Lasting impact: 2018 Retirees – Phil Carello


Photo courtesy of Phil Carello

REMEMBERING THE RETIREES: Standing on one hand, Phil Carello demonstrates his experience in gymnastics (above), as he helped coach the men’s gymnastics team for 16 years until 2005, and is now retiring after 21 years as a staff member.

Eliza Schloss, co-editor-in-chief

Instructional assistant Phil Carello had not missed a day of work since 1997, when he first began work in the Glenbrook School District. His first day off from school came a few years ago when he underwent double-knee surgery and even then he returned early, says Mary Jaeger, Carello’s co-worker and retired special education teacher.

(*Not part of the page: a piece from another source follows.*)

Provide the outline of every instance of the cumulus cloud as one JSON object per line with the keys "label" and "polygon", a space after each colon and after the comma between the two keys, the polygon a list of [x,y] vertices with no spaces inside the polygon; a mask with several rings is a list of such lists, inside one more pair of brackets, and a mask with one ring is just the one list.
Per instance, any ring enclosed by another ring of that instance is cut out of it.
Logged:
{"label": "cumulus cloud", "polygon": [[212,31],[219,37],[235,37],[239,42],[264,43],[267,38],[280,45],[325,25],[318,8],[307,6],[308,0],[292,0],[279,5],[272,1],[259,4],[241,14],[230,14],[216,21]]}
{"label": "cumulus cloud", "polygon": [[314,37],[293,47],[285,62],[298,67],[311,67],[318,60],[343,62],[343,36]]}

Carello will retire at the end of this current school year after 21 years as a full-time employee for the Glenbrook School District and 18 years at Glenbrook South. Throughout his years at South and as an instructional assistant, Carello says he has continued to learn as he is present in many different classes, providing one-on-one aid to students.

“I learn different things about cooking [in foods], different things about [woodworking] in [woods] class and in autos, different things from Mr. Klimkowski [that I didn’t know before],” Carello said.

Carello’s eagerness and positivity are attributes brought to all his endeavors both in and out of the classroom environment, says Jaeger. Carello, a 1969 South alum, participated in gymnastics as a student and later rejoined the South community in the 1980s to coach gymnastics for 16 years before taking a full-time position. In this coaching position, Carello implemented the same support his high school coach showed him.

“My high school coach, Tony Calabrese who was a physical education teacher here, had great motivation for all his gymnasts and that carried on,” Carello said. “He would strive for you to do your best. If you didn’t get a good score, [he said] don’t worry about the scores.”

Jaeger recalls one moment where a kind act of Carello’s reached outside school and showed his character.

“Several years back, there were some students here at school who were not your typical Glenbrook students, they were really in dire need,” Jaeger said. “They started showing up [to school] looking a little bit better, they weren’t so hungry. Here, behind the scenes, we found out that it was Mr. Carello and another teacher who were helping this family out outside of the walls of GBS.”

This spirit is what initially got him hired in 2000, says Brian Baxter, current special education teacher and former instructional supervisor of the Special Education Department who hired Carello.

“His genuineness and overall affect [is why I hired him],” Baxter said. “He is able to relate to people through relationships and that certainly came out when I first met him. He is an incredibly dedicated person and cares deeply about the Glenbrooks and, ultimately, the kids.”

Carello’s personality isn’t unnoticed by students who he has worked with. Jaeger says she has noticed an annual pattern in the students Carello works with as his spirit becomes infectious.

“He has a little group of kids that wait with him [in the morning at the bus],” Jaeger said. “If he doesn’t open the door for you, one of the kids will open the door for you. He just has a positive influence. […] By the end of the year he’s always like the Pied Piper. He has a little tribe of kids that always follow him around all over the school.”

According to Baxter and Carol Buresh, Carello’s co-worker and retired special education teacher, Carello has unique, comical sayings such as “no need” and “na na” that have become a trademark of his and are representative of who he is. Recently, Baxter says he was walking to lunch where he ran into Carello who said, “It’s lunchy, lunchy.” Baxter immediately felt happier.

“We are having a special celebration of his contributions and his commitments to Glenbrook South,” Baxter said. “Everyone [will be] wearing a t-shirt with some of the sayings he has and those are comical [which] the kids pick up on too.”

Jamie Bachmann, Carello’s co-worker and special education teacher, believes there is reason behind Carello’s catchphrases.

“That’s the way he’s able to hook certain students that have a real hard time connecting with anybody,” Bachmann said. “[His catchphrases are] so repetitive in nature so [students] are able to pick up on it, mimic it and connect with him. Then, [students] end up developing their own personalities after they are able to connect with his.”

Carello’s routine optimism and energy is what Buresh says she will miss most about not having Carello around.

“It’s 6:30 in the morning and [Carello] is making jokes,” Buresh said. “Then we do the pledge of allegiance and you can hear his voice booming in the whole classroom. He’s just full of energy and that translates to everything he does.”